Abstract
Hydroxyapatite (HA) forms the inorganic component of bones and teeth, has been a popular choice of bone substitute due to its bioactivity, biocompatibility and osteoconductivity. Bovine bone derived HA generated wider interest due to its abundant availability as meat wastes and similarity in terms of morphology and mineral composition to the human bone. Previous research from our group developed an inexpensive and reproducible method to prepare HA from bovine bone (BHA) using a subcritical-water based extraction process. NZ sourced bovine bones are advantageous since there is no risk of bovine spongiform encephalopathy (BSE) in the country. The process ensured the production of phase pure prion-free HA with satisfactory biological properties but lacked the mechanical properties required for biomedical applications.
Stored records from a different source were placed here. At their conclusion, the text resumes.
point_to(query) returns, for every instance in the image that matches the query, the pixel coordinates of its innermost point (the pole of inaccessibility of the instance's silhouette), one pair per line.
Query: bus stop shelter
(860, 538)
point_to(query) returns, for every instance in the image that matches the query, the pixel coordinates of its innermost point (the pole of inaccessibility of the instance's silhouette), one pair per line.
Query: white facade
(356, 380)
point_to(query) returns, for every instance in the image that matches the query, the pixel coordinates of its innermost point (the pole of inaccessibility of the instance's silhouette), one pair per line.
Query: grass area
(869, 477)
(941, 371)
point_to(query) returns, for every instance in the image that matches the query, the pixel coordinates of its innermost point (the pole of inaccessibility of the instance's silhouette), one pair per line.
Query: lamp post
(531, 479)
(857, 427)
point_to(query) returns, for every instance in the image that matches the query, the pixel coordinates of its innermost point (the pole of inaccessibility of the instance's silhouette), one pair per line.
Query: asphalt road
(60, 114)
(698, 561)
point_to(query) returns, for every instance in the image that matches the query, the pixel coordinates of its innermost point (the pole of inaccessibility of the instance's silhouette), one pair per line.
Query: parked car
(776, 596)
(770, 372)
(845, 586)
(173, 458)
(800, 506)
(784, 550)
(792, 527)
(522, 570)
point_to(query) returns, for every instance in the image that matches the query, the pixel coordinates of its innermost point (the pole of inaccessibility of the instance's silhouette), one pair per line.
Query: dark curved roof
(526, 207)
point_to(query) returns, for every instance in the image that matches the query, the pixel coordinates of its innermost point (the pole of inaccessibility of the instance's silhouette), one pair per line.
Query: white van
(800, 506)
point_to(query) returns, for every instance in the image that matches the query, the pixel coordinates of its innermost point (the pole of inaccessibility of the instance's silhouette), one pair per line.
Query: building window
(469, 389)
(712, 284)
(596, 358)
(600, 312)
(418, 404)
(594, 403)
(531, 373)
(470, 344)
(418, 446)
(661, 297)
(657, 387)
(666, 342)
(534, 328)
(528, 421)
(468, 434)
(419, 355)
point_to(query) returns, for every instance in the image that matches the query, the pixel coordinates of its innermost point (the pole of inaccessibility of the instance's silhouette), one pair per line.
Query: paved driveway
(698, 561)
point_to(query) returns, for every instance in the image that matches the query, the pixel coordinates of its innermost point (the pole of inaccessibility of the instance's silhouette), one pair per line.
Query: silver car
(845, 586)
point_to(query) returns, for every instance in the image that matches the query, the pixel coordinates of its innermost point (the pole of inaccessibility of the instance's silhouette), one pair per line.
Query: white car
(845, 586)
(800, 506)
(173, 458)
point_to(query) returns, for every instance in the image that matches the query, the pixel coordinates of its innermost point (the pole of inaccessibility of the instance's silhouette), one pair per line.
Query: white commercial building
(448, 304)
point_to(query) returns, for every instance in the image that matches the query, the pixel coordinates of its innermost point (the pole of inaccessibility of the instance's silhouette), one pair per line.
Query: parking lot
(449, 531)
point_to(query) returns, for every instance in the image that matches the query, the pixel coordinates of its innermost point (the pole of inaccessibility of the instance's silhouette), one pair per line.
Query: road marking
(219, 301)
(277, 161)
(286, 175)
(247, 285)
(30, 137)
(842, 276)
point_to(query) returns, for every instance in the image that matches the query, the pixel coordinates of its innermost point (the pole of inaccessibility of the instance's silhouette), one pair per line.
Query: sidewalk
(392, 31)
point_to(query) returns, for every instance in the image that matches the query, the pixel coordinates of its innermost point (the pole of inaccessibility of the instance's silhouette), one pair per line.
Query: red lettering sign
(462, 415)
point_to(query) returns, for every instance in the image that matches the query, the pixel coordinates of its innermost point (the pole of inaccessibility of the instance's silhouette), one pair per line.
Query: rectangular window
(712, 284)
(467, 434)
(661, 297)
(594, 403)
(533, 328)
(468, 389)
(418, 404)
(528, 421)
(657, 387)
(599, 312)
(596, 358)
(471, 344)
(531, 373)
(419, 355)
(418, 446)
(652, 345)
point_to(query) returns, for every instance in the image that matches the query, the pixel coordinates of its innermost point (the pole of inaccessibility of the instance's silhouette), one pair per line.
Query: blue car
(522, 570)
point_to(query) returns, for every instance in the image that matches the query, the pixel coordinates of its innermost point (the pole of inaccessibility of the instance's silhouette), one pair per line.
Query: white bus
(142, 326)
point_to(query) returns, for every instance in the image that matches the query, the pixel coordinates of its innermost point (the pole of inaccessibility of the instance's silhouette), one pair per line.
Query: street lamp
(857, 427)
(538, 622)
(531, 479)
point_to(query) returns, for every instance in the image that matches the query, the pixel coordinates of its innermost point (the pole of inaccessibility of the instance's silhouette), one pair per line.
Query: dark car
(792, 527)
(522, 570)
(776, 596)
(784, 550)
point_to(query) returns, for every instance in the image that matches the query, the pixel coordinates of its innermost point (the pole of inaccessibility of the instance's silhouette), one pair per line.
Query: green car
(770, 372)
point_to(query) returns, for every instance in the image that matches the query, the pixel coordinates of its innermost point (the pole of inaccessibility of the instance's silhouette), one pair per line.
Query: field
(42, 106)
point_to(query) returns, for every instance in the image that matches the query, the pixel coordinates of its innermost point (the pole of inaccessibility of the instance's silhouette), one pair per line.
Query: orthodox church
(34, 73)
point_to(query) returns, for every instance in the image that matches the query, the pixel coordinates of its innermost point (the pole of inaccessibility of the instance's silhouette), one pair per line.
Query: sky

The aim of this study was to achieve significant improvement in the physicochemical, mechanical and biological properties of the BHA. This was achieved in two steps, 1) Co-substitution of Mg and Sr ions into the BHA lattice using a sol-gel based method, 2) Infiltrating the prepared scaffolds with a polymer: chitosan (CS) or its water-soluble variant, succinyl chitosan (SCS), in order to compensate for loss of organic (collagen) phase during the bone processing. SCS proved to be the better choice of polymer than CS due to its better chemical stability at physiological pH while positively influencing the mechanical properties of the BHA scaffold. Three scaffolds, BHA (bovine HA), SHA (SCS infiltrated bovine HA) and XHA (Mg-Sr co-substituted SCS infiltrated BHA) were prepared to evaluate the combined effect of co-substitution and polymer infiltration on the overall properties of BHA.
The prepared bone scaffolds were subject to physical, chemical and thermal characterisation. Infrared spectroscopy confirmed the presence of HA phase, co-substitution of Mg-Sr ions and infiltration of SCS. The results of Energy Dispersive X-ray and Inductively Coupled Plasma-Mass Spectroscopic analyses ascertained the presence of Ca, P, Mg, Sr, SCS phases and Ca/P ratios, complementing the results of the IR spectroscopy. X-ray diffraction data confirmed the crystallinity of the scaffolds and the phase transformation resultant of Mg-Sr co-substitution in HA. Thermogravimetric analysis highlighted the thermal stability of the scaffolds at temperatures as high as 1000ºC. All three scaffolds showed excellent chemical stability and biodegradation behaviour in simulated body fluid (SBF). XHA scaffolds presented better chemical stability and rate of biodegradation compared to BHA. An Instron Universal Testing Machine was used to evaluate the compressive mechanical properties of the scaffolds. XHA produced the higher Young’s modulus and nearly three-fold increase in the compressive strength compared to BHA scaffolds.
The in vitro biocompatibility of the scaffolds towards Saos-2 cells was evaluated. All three scaffolds exhibited excellent cell viability and XHA scaffolds showed significantly higher cell proliferation of Saos-2 cells compared to BHA and SHA. The XHA scaffolds showed excellent antibacterial activity against E. coli and S. aureus when compared to BHA. The SHA scaffolds produced no antibacterial activity. Finally, a pilot HET-CAM (Hen’s egg test - chorioallantoic membrane) study was conducted to determine the in vivo performance of BHA, SHA and XHA scaffolds. The results revealed promising signs suggestive of the osteogenic potential of the scaffolds which could be explored further.